Nesse sentido, os tratados internacionais têm força supralegal e infraconstitucional [12], pois já foi superado o entendimento de que têm hierarquia constitucional [13], pois têm valor de emenda constitucional e devem ser seguidos fielmente pelos poderes da União.
A manutenção de preso no sistema penitenciário federal acima de uma condução e uma recondução é transformar o caráter da pena e transformar a execução da pena em pena de execução, além de violar o princípio da legalidade.

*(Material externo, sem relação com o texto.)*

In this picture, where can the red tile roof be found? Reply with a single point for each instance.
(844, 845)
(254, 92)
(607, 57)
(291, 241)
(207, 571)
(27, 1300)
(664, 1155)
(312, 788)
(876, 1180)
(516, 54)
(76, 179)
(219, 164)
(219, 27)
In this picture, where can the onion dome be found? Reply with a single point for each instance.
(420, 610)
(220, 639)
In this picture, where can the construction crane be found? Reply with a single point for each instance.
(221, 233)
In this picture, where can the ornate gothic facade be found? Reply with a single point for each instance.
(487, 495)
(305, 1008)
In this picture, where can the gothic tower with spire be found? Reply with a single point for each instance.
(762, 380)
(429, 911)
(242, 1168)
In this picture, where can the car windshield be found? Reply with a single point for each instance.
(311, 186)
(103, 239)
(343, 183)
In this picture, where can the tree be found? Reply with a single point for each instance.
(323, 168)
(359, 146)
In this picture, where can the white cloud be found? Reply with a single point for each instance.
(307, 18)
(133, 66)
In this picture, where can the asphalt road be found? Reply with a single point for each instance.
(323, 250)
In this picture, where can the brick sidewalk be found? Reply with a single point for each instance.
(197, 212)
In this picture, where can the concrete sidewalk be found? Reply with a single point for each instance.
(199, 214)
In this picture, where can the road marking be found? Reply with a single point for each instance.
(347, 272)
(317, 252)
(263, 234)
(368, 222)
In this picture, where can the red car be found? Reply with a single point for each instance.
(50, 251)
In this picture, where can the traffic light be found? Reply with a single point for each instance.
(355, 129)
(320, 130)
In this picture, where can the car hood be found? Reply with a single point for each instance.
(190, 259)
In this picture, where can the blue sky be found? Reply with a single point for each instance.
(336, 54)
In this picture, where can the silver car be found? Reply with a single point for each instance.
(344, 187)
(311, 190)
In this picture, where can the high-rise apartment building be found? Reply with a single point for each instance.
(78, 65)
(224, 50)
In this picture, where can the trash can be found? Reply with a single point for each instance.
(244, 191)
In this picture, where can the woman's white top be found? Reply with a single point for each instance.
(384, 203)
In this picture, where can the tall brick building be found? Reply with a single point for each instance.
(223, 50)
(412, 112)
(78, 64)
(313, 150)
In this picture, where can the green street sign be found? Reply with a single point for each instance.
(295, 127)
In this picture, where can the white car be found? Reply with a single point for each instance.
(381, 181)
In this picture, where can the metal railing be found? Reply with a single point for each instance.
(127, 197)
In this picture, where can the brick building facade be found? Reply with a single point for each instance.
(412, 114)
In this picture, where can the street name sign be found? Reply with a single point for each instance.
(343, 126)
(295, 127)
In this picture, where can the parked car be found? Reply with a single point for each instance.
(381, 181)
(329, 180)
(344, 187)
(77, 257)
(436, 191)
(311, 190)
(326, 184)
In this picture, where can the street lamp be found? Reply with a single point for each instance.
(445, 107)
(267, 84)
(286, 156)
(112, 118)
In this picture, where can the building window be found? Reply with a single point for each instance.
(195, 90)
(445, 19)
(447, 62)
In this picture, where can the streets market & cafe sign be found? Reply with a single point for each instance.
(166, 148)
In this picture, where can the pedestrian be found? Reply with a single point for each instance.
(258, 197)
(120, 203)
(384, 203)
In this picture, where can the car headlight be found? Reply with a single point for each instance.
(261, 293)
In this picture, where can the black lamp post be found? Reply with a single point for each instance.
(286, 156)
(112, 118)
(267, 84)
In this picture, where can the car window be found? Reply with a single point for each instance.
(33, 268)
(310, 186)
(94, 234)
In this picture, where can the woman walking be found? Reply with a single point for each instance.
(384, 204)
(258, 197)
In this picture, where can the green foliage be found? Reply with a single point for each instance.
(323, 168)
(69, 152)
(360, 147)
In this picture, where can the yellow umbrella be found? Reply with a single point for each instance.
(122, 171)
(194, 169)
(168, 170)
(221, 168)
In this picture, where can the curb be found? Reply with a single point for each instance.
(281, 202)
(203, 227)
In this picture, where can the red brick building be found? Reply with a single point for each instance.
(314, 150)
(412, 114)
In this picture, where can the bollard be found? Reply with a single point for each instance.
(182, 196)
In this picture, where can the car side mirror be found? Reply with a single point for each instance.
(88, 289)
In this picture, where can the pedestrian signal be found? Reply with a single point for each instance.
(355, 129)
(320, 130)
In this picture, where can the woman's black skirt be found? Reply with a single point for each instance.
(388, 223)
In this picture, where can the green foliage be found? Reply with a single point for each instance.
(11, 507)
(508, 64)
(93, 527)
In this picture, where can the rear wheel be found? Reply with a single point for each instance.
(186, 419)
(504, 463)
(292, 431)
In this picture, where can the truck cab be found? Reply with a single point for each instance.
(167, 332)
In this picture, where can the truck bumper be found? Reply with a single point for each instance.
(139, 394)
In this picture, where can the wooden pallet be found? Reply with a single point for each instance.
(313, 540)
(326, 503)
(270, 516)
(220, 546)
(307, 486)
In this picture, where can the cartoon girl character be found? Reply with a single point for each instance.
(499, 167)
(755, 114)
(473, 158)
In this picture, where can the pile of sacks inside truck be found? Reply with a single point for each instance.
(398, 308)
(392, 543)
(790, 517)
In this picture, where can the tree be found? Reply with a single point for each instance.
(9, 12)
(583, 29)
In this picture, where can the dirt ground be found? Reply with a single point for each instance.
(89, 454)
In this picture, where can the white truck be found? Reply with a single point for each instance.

Ante o exposto, resta claro que o isolamento causado pela inclusão de preso em cumprimento de pena em penitenciária federal causa degradação psicológica nos internos, fator que pode gerar diversas doenças mentais e levar tais penitentes a cometerem o suicídio.
Ressalta-se que o fato de haver tratamento médico, psiquiátrico e psicológico em tais unidades, bem como a ministração de remédios, não impede que haja a degradação mental dos penitentes [14].
Dessa forma, assim como entendeu a Corte Interamericana de Direitos Humanos (CIDH), em visita ao Instituto Penal Plácido de Sá Carvalho, aqueles que cumprem pena degradante, em que deve-se incluir as unidades federais, devem ter o computo em dobro no cálculo de cumprimento de pena, devido ao alto grau de lesividade à saúde mental, pois causa doenças mentais, que necessitam de tratamento com a administração de remédios controlados, que podem ter efeitos colaterais e reflexos negativos com o passar do tempo.
Dessa forma, tal cumprimento de pena é lesivo à saúde mental, causando desde doenças de ansiedade até depressão, diabetes etc., podendo chegar ao estágio de depressão aguda e levar o penitente a ceifar a própria vida, cometendo suicídio.